Orfeo se quedó pensativo un momento, como si estuviese concentrado en un recuerdo muy, muy profundo.
-Yo ya tuve esa experiencia una vez y lo que más anhelaba era precisamente eso: poder apagar mi tensa atención, perderme, diluir mi consciencia vigilante en el éxtasis del amor y del reencuentro... y que fuera lo que fuese después... eso era Dionisio hablando en mí. Sin embargo, una voz más fuerte me animaba a mantenerme alerta, alerta, bien consciente, para poder acabar lo comenzado. Aquella voz me urgía, con el mayor ahínco y en nombre del amor, a seguir despierto y conectado con mi objetivo hasta justo el instante final, aguantando el deseo de apagar y diluirme... esa era la voz de Apolo en mí.

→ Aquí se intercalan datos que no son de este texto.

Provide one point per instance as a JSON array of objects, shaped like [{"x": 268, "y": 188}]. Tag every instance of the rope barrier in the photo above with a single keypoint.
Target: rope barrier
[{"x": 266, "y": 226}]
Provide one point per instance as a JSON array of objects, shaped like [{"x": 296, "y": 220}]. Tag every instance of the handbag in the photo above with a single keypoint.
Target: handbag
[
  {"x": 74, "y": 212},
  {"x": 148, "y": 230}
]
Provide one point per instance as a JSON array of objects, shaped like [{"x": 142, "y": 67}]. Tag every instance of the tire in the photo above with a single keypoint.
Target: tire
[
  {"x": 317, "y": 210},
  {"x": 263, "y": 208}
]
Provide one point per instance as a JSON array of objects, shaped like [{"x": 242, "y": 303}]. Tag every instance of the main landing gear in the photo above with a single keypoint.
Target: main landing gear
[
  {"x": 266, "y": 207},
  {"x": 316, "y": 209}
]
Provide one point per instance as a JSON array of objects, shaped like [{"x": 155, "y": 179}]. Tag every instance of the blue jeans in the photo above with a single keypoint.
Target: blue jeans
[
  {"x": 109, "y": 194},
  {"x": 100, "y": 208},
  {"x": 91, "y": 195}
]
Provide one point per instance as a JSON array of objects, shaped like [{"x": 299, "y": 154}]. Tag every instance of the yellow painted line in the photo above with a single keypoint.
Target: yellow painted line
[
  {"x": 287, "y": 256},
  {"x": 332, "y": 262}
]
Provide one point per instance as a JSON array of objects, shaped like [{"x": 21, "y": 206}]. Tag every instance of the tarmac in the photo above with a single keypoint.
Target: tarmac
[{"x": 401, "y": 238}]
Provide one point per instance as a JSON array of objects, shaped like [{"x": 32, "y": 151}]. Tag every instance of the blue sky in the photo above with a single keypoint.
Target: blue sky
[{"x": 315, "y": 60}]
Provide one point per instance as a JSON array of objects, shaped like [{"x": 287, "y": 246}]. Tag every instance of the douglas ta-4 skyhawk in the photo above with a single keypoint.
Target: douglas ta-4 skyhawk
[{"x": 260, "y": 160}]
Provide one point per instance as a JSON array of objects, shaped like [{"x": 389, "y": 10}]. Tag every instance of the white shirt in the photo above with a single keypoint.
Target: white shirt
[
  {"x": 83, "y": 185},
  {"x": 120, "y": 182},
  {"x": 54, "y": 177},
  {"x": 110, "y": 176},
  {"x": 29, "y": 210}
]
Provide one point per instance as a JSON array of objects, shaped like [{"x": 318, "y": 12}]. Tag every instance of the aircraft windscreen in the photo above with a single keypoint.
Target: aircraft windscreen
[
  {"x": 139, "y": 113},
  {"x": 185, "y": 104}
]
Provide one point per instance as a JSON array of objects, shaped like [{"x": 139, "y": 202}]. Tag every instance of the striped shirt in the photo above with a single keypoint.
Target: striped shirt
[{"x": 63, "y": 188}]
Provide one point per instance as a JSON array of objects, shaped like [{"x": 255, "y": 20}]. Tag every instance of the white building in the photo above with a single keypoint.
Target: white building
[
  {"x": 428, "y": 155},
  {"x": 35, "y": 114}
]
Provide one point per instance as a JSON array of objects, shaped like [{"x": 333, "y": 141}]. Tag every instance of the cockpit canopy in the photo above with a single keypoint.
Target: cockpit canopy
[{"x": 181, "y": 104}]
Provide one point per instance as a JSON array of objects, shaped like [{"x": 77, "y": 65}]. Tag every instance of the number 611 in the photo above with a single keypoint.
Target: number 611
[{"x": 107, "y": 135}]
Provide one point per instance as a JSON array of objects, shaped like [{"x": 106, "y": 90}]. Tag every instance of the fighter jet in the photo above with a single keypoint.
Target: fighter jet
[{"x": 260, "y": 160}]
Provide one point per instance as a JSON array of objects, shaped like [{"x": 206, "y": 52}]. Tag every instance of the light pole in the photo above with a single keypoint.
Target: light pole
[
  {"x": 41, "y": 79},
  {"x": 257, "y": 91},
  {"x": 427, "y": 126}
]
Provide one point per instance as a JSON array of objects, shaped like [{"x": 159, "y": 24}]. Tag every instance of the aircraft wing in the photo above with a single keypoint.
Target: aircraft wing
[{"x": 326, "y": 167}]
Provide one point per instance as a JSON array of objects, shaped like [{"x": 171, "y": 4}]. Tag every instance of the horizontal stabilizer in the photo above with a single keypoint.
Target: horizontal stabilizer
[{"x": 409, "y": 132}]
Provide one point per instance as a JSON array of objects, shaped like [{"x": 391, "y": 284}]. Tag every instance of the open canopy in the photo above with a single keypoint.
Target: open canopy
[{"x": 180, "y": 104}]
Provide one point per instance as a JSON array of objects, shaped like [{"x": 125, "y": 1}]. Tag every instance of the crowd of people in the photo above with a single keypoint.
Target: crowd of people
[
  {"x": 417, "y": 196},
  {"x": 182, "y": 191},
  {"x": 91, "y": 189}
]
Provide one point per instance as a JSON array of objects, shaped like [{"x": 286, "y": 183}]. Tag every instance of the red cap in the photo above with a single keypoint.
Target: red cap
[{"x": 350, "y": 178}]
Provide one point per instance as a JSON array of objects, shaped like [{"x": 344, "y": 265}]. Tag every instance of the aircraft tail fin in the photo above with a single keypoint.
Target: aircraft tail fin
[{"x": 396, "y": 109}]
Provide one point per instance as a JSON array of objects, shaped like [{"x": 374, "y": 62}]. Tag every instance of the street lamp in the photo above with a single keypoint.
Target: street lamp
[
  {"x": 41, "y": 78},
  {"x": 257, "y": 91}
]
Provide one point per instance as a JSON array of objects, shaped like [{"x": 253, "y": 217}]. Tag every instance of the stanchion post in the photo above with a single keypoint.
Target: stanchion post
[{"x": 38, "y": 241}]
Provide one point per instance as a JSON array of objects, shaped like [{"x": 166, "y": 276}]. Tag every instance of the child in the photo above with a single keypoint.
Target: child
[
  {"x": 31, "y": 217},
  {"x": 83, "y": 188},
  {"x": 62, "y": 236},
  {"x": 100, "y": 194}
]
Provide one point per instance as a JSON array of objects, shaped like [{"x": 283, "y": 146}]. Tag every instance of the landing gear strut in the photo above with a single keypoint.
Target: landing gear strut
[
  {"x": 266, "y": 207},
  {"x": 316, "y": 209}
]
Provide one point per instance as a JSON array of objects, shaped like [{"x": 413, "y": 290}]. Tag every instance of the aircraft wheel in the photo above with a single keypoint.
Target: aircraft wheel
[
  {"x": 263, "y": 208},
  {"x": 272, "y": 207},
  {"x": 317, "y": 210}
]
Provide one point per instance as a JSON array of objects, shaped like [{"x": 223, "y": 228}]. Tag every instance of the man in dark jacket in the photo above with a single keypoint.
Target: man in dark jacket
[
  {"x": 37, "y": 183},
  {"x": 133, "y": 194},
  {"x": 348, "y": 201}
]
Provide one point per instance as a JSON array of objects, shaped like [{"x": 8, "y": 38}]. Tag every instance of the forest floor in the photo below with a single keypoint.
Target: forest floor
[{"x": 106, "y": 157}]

-¿...Y a cuál de las dos voces hiciste caso? -preguntó Aglaonice.



Antes de que Orfeo pudiese contestarle, su diálogo fue interrumpido por sus tres compañeros de siesta, que les propusieron alegremente ir a tomar un baño a la cascada. Se levantaron pues, se unieron a ellos y comenzaron a caminar atentos, ahora, a cualquier otro asunto del que el grupo estaba hablando.